Krems, Österreich – (12. März 2025) – Eine aktuelle Studie der Karl Landsteiner Privatuniversität für Gesundheitswissenschaften (KL Krems) zeigt, dass die Größe der Aortenklappe maßgeblich das Ausmaß der Klappenverkalkung bei schwerer Aortenstenose (AS) beeinflusst. Diese Erkenntnis stellt bisherige diagnostische Kriterien infrage, die sich stark an geschlechtsspezifischen Schwellenwerten orientieren.

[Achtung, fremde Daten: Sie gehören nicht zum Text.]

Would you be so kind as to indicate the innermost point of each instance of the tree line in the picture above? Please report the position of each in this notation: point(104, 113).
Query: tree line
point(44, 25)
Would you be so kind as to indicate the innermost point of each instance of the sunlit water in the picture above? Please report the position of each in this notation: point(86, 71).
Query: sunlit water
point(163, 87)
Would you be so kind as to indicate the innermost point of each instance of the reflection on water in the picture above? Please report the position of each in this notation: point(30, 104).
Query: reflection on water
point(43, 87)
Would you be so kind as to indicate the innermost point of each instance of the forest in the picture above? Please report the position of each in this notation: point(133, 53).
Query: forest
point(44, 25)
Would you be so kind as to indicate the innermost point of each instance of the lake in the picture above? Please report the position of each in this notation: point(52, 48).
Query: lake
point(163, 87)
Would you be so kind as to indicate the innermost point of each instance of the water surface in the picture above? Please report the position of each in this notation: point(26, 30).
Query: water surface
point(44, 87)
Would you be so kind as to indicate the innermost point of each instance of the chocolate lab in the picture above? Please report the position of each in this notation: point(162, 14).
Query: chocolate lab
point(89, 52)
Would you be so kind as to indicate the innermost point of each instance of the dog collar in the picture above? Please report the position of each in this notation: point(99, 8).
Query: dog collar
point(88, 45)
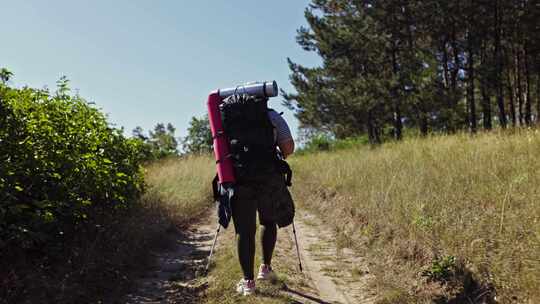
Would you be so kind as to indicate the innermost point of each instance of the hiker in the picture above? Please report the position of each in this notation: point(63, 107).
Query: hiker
point(260, 140)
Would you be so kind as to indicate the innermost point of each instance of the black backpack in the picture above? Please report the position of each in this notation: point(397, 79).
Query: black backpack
point(251, 135)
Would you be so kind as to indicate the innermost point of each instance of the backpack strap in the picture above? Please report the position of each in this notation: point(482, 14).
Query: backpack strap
point(285, 169)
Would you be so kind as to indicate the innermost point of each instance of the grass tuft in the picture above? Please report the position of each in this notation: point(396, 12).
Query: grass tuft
point(406, 204)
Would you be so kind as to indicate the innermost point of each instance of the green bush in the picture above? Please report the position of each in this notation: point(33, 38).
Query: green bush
point(61, 165)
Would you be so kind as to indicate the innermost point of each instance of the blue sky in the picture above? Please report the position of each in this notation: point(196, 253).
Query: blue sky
point(145, 62)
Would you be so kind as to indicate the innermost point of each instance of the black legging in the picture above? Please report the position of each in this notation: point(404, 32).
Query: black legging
point(246, 226)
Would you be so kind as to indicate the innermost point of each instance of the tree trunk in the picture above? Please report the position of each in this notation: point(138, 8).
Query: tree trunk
point(373, 132)
point(498, 58)
point(511, 104)
point(472, 105)
point(538, 98)
point(519, 87)
point(398, 125)
point(527, 87)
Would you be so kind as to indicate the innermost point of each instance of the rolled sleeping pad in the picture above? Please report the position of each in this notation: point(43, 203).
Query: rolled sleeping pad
point(224, 164)
point(260, 89)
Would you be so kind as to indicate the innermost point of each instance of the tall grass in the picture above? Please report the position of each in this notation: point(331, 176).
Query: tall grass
point(180, 188)
point(411, 205)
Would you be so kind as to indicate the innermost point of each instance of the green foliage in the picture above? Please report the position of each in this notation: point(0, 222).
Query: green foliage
point(439, 66)
point(199, 138)
point(441, 269)
point(60, 165)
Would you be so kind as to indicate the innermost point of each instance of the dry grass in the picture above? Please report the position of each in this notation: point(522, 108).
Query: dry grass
point(408, 205)
point(180, 188)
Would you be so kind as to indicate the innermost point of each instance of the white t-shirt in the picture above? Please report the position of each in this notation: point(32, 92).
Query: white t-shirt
point(282, 130)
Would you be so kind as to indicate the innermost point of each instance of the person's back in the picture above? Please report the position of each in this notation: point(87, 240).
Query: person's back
point(263, 190)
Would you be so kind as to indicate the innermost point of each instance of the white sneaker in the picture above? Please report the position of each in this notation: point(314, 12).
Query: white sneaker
point(245, 287)
point(265, 272)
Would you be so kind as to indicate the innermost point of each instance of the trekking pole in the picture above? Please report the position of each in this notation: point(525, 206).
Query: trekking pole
point(212, 249)
point(297, 250)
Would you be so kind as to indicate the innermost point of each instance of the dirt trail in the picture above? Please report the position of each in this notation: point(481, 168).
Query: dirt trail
point(337, 275)
point(172, 279)
point(330, 276)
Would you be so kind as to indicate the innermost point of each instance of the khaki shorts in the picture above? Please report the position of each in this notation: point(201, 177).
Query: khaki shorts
point(268, 195)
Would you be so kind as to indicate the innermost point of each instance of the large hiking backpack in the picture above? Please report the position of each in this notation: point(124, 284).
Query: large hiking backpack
point(251, 135)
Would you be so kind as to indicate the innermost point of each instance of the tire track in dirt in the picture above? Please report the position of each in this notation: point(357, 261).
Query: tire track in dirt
point(174, 276)
point(339, 276)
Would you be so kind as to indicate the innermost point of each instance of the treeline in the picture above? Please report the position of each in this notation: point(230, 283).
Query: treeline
point(161, 142)
point(436, 66)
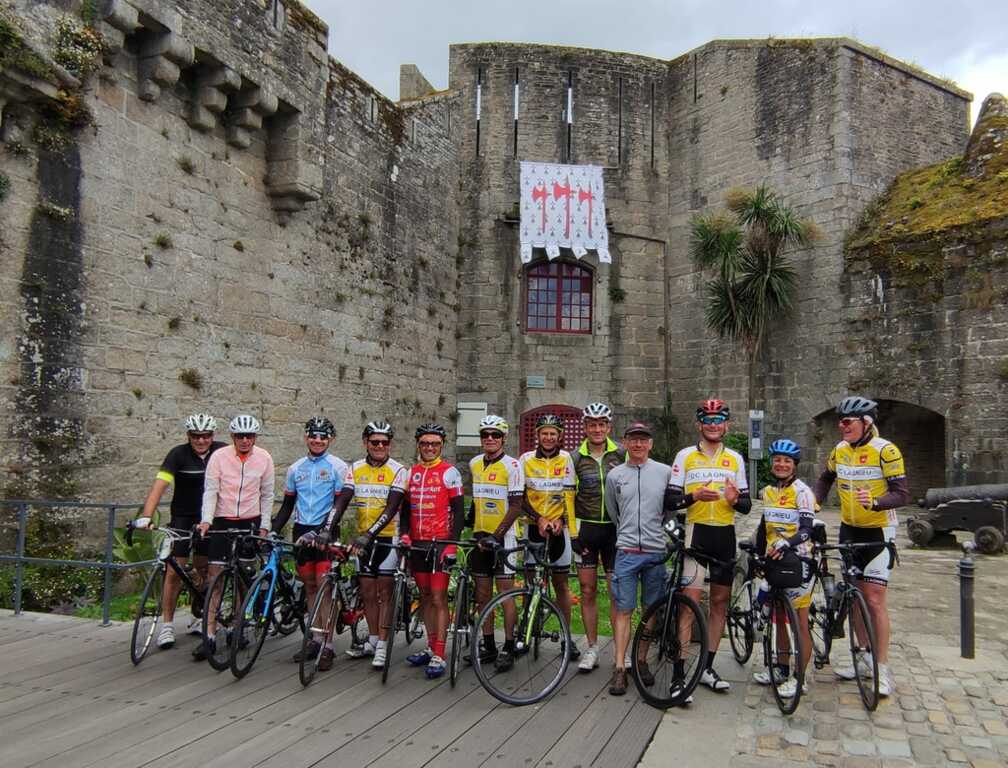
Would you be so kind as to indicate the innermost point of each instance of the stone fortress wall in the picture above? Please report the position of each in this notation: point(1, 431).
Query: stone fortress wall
point(378, 273)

Traditionell wird der Schweregrad der Aortenstenose mithilfe des “Aortenklappen-Verkalkungs-Scores” (AVC) beurteilt, wobei unterschiedliche Schwellenwerte für Männer und Frauen gelten. Eine Studie unter der Leitung von Prof. Julia Mascherbauer, Leiterin der Klinischen Abteilung für Innere Medizin 3 am Universitätsklinikum St. Pölten (einem Lehr- und Forschungsstandort der KL Krems), zeigt nun, dass die Größe des Aortenklappenanulus (dem Faserring, der die Klappe stützt) – und nicht das Geschlecht – einen entscheidenden Einfluss auf die Verkalkung hat. Demnach könnten bestehende Diagnosegrenzen insbesondere Patientinnen und Patienten mit kleineren Aortenklappen benachteiligen.